The Mudcat Café TM
Thread #128595   Message #2880739
Posted By: catspaw49
06-Apr-10 - 11:39 AM
Thread Name: 29 dead in West Virginia mine explosion (Apr 2010)
Subject: RE: BS: 6 dead in w va mine explosion
Getting coal out of the ground has always been a dangerous way to earn a living in this country. I know other countries do it better and some do it worse but my concern is for this country. I was ranting away to Karen this AM and stopped abruptly saying, "I don't know why coal winds me up so much and so quickly." She said that for me it was about "home" and also the time I spent in college in Kentucky and the AV's.......I knew that but even so, this one gets me faster than anything else.

I guess it is because we knew years ago how dangerous this was and we knew that coal killed all along the line. It kills the land, it kills the people, and it is without a single positive......except that the people who live on that land have had nowhere else to work and/or gave up their mineral rights to that land they thought they owned. It is the dichotomy of coal energy.

All along the usage line of coal, we make trade-offs. Meigs County, Ohio has 4 coal fired plants and the energy companies want to build 3 more. Those plants brought revenue to the county while the citizens of Meigs County are dying from coal related cancers at alarming rates. A few months back, a citizen action group stopped construction of one of the proposed plants. Last year 26 proposed plants were stopped!

We're blowing the hell out of mountains and strip mining still goes on. A great piece of legislation promises to slow them down or stop them altogether but only the naive and young would believe that strip mining is over.

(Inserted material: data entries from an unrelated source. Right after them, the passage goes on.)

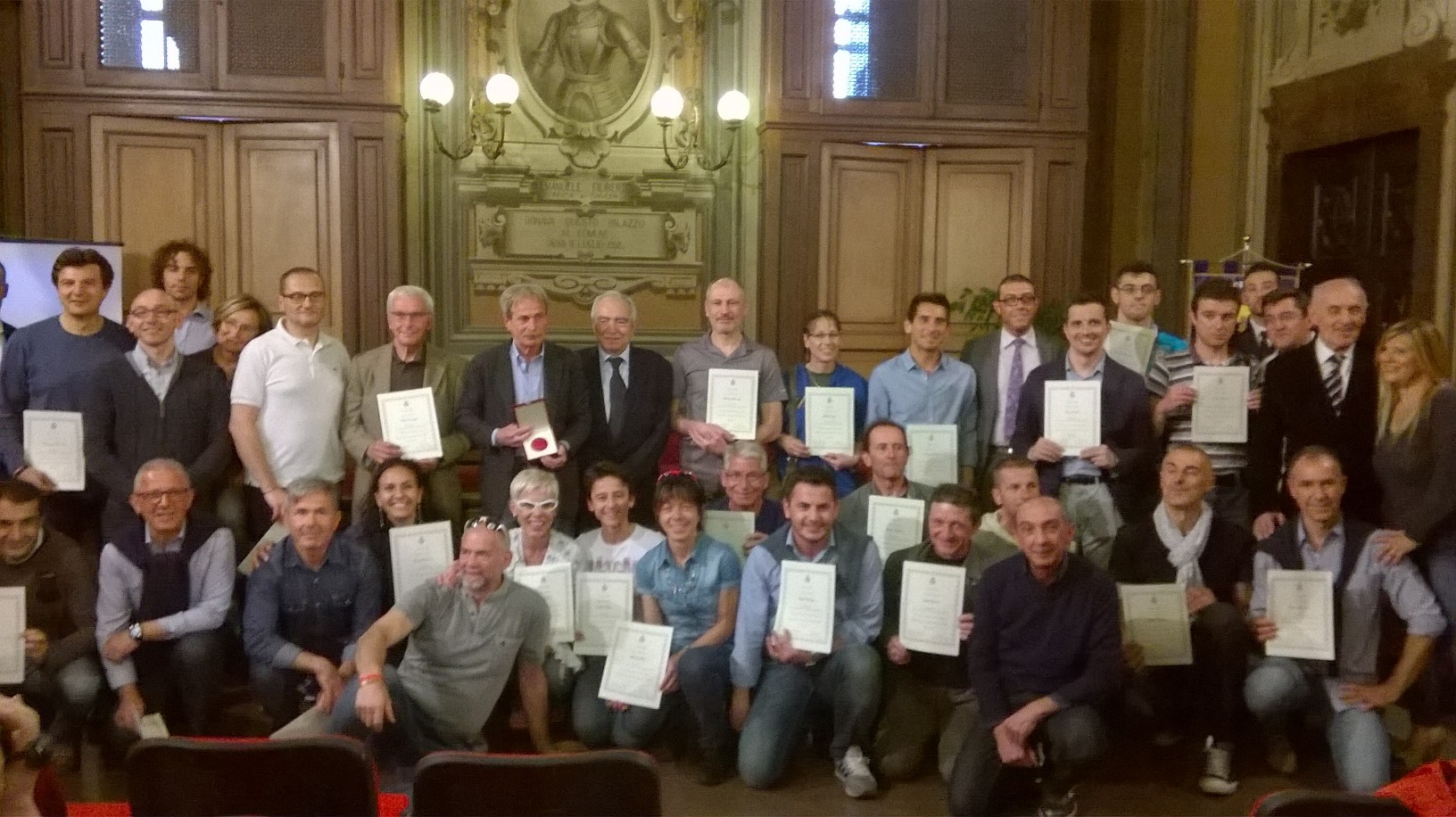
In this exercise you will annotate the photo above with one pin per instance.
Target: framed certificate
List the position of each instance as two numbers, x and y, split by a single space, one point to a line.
408 420
732 400
829 420
807 607
637 663
931 603
418 554
1156 618
603 602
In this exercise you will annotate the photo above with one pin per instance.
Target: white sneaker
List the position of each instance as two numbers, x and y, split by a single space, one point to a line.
854 773
1218 769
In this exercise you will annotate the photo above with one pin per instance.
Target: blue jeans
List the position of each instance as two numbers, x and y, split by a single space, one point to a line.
1357 739
848 681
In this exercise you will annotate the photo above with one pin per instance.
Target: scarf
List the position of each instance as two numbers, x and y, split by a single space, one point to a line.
1184 551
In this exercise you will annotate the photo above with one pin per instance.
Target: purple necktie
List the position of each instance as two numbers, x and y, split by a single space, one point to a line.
1013 382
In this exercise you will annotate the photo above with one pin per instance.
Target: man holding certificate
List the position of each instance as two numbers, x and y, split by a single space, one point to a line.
1091 453
377 430
838 600
1207 564
928 694
1336 618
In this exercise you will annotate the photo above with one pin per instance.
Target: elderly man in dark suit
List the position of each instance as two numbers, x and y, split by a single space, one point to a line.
1002 360
407 361
523 370
1096 485
1322 393
631 392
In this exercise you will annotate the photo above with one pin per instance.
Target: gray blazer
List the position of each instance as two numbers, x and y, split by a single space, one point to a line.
368 377
985 357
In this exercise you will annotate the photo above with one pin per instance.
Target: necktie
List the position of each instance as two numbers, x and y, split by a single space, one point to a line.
617 405
1334 384
1013 380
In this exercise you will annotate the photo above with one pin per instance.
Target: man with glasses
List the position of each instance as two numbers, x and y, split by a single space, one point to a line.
287 400
407 361
161 404
163 590
631 391
1002 361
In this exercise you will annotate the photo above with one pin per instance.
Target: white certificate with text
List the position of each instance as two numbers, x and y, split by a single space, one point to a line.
637 663
931 603
933 455
54 446
1073 416
418 554
603 602
894 523
829 420
1156 618
1302 605
732 400
807 607
408 420
1222 411
555 584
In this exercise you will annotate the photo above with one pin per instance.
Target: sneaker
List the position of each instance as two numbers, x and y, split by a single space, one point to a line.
1218 769
854 773
1280 755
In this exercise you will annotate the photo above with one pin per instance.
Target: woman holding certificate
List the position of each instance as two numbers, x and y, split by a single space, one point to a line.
822 425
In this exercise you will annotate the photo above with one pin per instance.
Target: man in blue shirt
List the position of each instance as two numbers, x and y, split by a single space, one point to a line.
922 384
845 681
308 607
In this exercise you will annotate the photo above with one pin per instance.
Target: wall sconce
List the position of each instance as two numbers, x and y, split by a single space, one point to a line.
486 122
667 107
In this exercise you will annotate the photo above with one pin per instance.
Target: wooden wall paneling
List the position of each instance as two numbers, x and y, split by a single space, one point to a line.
127 159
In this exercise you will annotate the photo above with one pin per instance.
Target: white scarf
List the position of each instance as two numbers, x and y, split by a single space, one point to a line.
1184 551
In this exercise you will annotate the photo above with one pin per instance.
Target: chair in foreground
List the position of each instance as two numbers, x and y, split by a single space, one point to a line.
610 784
319 777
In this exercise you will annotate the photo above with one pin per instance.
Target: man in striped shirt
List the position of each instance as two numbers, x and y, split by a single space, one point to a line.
1170 384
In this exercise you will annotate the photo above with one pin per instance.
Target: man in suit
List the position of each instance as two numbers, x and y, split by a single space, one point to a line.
407 361
1096 485
617 376
1322 393
1002 361
525 370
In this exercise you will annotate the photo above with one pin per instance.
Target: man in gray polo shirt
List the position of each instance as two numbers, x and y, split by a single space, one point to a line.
723 347
463 642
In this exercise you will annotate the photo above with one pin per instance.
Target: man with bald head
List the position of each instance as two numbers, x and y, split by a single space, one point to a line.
1322 393
724 345
161 404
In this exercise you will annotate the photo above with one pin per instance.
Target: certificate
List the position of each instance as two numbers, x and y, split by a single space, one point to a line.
732 400
418 554
1073 416
1156 618
1130 344
637 664
1302 605
553 582
1222 411
730 527
933 456
12 634
894 523
807 607
603 602
53 446
829 420
408 420
542 443
931 602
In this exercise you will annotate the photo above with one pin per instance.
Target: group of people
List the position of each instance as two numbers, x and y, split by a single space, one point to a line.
203 430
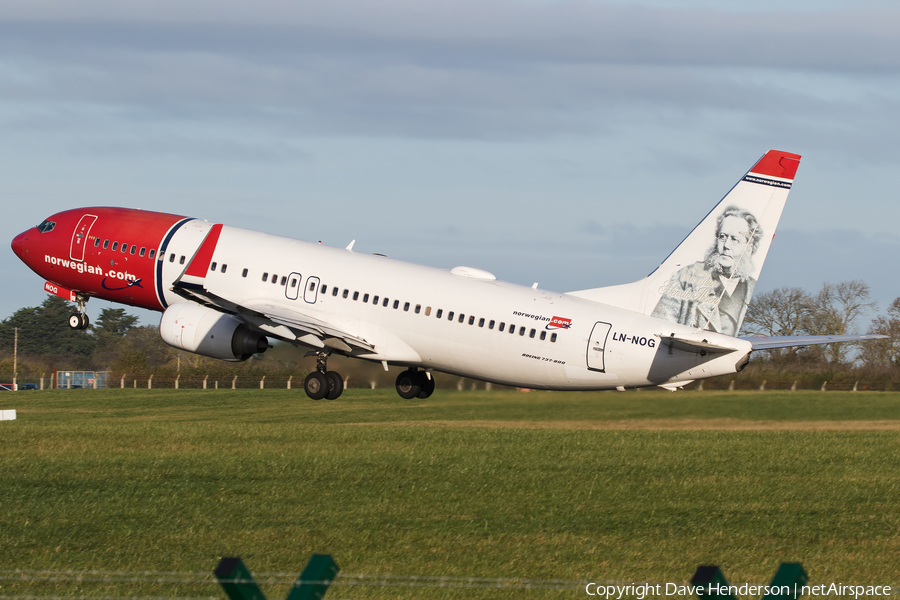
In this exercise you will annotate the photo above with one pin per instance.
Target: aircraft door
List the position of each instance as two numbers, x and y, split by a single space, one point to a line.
597 347
312 290
79 237
292 289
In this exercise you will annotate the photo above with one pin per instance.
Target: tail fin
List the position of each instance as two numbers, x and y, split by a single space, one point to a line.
708 280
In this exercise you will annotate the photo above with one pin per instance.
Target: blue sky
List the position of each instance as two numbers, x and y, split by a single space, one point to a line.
572 144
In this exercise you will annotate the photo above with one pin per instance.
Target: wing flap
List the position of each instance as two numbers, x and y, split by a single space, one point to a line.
791 341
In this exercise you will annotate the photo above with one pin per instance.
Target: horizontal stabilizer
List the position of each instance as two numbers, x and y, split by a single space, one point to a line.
791 341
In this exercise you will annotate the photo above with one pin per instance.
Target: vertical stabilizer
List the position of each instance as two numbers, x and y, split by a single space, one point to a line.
708 280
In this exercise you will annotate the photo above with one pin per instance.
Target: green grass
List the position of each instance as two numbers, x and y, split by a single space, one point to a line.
165 480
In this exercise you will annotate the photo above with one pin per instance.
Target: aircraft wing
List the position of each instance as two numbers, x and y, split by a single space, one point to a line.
293 325
769 343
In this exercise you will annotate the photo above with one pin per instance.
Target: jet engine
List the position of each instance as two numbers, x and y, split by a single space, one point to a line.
201 330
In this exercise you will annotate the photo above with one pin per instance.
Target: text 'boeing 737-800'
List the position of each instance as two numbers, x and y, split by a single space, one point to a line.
224 291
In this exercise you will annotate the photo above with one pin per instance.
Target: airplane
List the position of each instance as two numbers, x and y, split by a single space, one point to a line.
224 291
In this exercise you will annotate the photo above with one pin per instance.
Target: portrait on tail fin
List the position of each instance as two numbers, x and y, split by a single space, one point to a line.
713 293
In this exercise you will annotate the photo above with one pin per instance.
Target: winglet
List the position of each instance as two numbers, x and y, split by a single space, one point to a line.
776 163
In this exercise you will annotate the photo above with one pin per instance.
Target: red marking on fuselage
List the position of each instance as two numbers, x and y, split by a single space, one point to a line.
48 254
200 264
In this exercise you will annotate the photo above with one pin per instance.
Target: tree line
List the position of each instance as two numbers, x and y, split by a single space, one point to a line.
115 342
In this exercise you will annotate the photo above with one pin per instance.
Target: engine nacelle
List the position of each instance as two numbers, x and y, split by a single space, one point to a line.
201 330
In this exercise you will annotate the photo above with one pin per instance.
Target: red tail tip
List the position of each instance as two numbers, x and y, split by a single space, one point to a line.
777 164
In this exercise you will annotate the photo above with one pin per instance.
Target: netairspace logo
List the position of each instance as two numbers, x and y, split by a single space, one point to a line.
643 590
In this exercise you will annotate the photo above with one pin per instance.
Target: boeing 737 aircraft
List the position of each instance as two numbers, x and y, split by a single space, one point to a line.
223 291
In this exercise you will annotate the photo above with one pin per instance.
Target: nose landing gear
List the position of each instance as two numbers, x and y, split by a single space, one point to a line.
415 384
323 383
80 319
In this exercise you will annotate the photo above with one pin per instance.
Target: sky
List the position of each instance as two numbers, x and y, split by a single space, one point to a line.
569 143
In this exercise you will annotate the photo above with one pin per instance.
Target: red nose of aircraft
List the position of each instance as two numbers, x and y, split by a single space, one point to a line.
18 244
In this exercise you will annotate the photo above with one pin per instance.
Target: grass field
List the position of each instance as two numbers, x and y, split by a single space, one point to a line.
637 486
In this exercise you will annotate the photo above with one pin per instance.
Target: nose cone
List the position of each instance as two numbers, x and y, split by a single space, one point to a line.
19 244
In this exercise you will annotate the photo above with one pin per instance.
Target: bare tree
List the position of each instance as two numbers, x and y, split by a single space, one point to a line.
784 311
884 353
834 311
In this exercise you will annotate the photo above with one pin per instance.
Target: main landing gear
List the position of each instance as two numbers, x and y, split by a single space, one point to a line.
415 384
323 383
80 319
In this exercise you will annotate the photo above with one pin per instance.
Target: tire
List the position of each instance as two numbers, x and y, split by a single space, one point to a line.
426 385
335 385
408 384
316 385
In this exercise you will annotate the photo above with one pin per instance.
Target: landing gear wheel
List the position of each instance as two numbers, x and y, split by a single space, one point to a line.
335 385
426 385
408 384
316 385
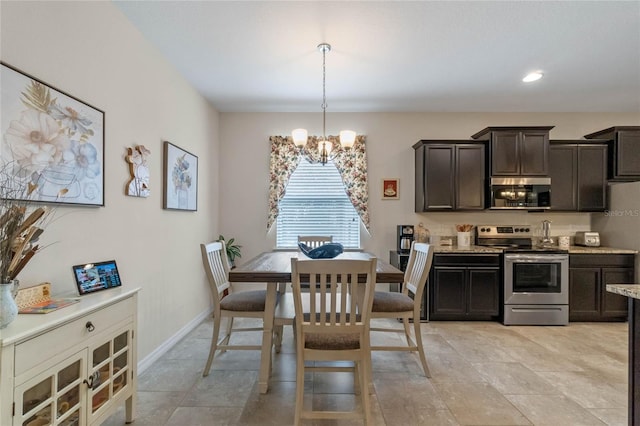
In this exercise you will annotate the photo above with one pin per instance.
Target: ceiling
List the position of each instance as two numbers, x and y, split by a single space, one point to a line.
401 56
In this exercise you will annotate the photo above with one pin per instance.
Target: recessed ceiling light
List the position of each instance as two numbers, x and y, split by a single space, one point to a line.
533 76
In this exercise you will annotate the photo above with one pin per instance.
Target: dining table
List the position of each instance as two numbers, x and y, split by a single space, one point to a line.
274 269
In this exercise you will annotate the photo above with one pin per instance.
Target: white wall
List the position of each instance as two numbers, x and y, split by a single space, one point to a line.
245 148
91 51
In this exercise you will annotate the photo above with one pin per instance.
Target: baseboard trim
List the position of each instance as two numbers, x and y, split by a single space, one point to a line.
171 342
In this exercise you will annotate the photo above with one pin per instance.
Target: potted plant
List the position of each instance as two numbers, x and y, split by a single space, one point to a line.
233 250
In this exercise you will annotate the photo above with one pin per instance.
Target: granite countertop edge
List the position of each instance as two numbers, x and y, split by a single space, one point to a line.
629 290
492 250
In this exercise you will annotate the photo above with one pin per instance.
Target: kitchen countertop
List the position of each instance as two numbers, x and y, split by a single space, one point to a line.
629 290
599 250
493 250
467 250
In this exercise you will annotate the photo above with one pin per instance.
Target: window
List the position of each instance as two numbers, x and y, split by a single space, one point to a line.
315 204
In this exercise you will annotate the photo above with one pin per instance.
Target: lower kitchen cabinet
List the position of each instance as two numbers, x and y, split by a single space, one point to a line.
589 275
71 367
465 287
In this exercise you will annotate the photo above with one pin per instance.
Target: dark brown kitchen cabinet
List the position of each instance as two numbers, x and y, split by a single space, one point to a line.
464 287
450 175
578 173
517 151
624 152
589 275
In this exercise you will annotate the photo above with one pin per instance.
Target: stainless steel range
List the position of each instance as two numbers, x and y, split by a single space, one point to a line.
536 278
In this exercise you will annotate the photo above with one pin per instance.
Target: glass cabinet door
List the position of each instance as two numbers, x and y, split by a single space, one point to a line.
53 397
110 365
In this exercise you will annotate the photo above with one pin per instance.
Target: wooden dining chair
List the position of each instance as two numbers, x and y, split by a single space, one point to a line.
226 303
334 327
314 241
406 304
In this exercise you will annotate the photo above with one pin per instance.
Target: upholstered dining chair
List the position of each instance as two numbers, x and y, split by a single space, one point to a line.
406 304
333 327
226 303
314 241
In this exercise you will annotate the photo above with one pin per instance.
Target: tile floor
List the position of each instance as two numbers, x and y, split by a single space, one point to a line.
483 373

Legislation passed in 2006 should have made this latest accident less probable and more survivable but men are dead. But there other ways to die of course.....Black Lung has certainly not been eradicated. But the miners may well have nowhere else to work.

How long are we going to pay this price? When we were fighting for more money and better working conditions we should have been fighting for more research into alternatives and new types of jobs for the people.

The politics of coal simply add the final touch to this dirty business as the folks vote for lower taxes and more assistance at the expense of expanding the power of the energy companies. Can you blame them though?

This scenario and the dichotomy of coal has been playing so long in the Appalachians and its foothills that it seems the norm..........and it is.